One problem created by traditional surgical techniques was the need for an incision on your body large enough for the surgeons to manipulate surgical tools by hand. In many cases, the recovery time for the incisions made to gain access into your body took longer than for the procedure itself. Cutting through muscle and other soft tissue causes damage beyond that of the original injury.
Minimally invasive surgical techniques use advanced technology to reduce the need for large openings. The surgeon can now access the point of surgery inside the body using much smaller instruments while navigating using several imaging techniques previously unavailable. Dr. Gottlieb is a specialist in minimally invasive spinal surgery.

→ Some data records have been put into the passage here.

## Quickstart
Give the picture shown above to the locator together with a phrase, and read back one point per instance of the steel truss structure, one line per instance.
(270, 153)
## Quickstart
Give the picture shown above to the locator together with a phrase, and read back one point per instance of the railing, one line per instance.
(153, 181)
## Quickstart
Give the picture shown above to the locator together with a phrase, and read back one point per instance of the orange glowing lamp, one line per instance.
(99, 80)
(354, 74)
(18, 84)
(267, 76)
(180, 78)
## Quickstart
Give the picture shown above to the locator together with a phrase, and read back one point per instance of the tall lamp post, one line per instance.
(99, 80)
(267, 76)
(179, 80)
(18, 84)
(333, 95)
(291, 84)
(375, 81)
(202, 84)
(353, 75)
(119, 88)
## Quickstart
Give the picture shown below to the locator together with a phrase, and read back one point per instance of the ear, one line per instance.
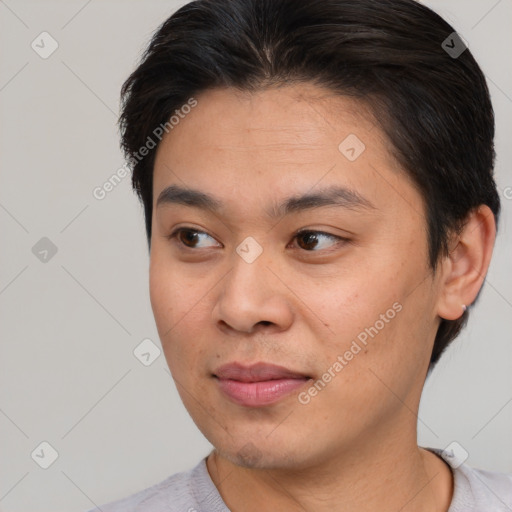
(463, 270)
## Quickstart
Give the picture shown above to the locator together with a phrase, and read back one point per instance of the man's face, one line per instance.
(305, 302)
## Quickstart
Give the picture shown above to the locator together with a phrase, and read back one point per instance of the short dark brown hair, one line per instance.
(434, 106)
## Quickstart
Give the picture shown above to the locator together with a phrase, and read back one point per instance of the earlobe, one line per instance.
(465, 267)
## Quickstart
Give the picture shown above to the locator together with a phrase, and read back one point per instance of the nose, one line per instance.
(251, 298)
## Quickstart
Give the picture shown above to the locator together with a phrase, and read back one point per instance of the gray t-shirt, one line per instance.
(475, 490)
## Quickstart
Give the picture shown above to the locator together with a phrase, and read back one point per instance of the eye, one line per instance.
(189, 237)
(314, 241)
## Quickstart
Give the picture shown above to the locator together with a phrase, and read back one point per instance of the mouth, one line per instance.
(259, 384)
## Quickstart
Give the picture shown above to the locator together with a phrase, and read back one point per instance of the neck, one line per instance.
(395, 475)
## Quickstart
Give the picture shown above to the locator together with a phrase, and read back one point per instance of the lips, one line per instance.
(258, 385)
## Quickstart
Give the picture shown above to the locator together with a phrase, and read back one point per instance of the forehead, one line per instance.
(284, 139)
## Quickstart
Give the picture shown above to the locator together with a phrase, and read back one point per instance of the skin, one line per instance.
(300, 304)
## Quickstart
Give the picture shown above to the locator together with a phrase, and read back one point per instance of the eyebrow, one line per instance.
(329, 196)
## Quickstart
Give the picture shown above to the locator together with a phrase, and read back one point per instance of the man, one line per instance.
(321, 212)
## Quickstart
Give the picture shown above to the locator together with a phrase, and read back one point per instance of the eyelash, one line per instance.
(339, 239)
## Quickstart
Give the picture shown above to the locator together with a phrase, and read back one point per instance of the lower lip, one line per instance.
(257, 394)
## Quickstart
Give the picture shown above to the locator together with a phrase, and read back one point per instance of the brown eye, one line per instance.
(313, 241)
(190, 237)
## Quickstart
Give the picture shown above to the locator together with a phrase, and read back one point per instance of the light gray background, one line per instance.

Spinal surgeries such as decompressions and fusions are now accomplished using one or more special instruments called tubular retractors. These retractors create a tunnel directly to the point of the surgical procedure through a small incision just big enough to accommodate the diameter of the retractor, often less than one inch.
Using an imaging device called a fluoroscope, Dr. Gottlieb guides the tubular retractor to the treatment point. The fluoroscope provides a real-time X-ray image on a video screen. Once the tubular retractor is in place, an operating microscope can also magnify the view through the retractor device.
Tools that fit through the retractor perform the various tasks necessary to complete the surgery. Removed tissue is extracted through the retractor, and screws and rods used to stabilize the spine pass through the retractor as well. Since muscle displacement is minimal around the retractor, there’s much less tissue damage from this type of surgery.
A discectomy removes a herniated disc, which typically causes pain by pressing on a nerve near the spinal column. Minimally invasive techniques can also be used for the cervical spine to deal with herniated discs in the neck, and on the lumbar spine for problems in the lower back. The vertebrae on each side of the removed disc are grafted together with bone tissue. More complex spinal fusions may also be done using minimally invasive techniques.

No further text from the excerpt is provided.